When you create a function and compile it, the compiler generates code for it. Many compilers will not generate code for static functions that are not used.
If you create a templated function and nothing uses the template (such as std::sort), the code for the function will not be generated.
Remember, templates are like stencils. The templates tell how to generate a class or function using the given template parameters. If the stencil is not used, nothing is generated.
Consider also that the compiler doesn't know how to implement or use the template until it sees all the template parameters resolved.
It won't straight away generate code. Only generates the class or template code when it comes across an instantiation of that template. That is, if you are actually creating an object of that template definition.
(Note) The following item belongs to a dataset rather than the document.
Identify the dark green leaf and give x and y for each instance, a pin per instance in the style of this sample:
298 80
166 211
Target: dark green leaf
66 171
In essence, templates allow you abstract away from types. If you need two instantiations of the template class for example for an int and a double the compiler will literally create two of these classes for you when you need them. That is what makes templates so powerful.
Your C++ is read by the compiler and turned into assembly code, before being turned in machine code.
Templates are designed to allow generic programming. If your code doesn't use your template at all, the compiler won't generate the assembly code associated. The more data types you associate your template with in your program, the more assembly code it will generate.
Related
I'm reading a book about how templates work, and I'm having difficulty understanding this explanation of templates.
It says
When the compiler sees the definition of a template, it does not generate code. It generates code only when we instantiate a specific instance of the template. The fact that code is generated only when we use a template (and not when we define it) affects how we organize our source code and when errors are detected...To generate an instantiation, the compiler needs to have the code that defines a function template or class template member function. As a result, unlike non-template code, headers for templates typically include definitions as well as declarations.
What exactly does it mean by "generate code"? I don't understand what is different when you compile function templates or class templates compared to regular functions or classes.
The compiler generates the code for the specific types given in the template class instantiation.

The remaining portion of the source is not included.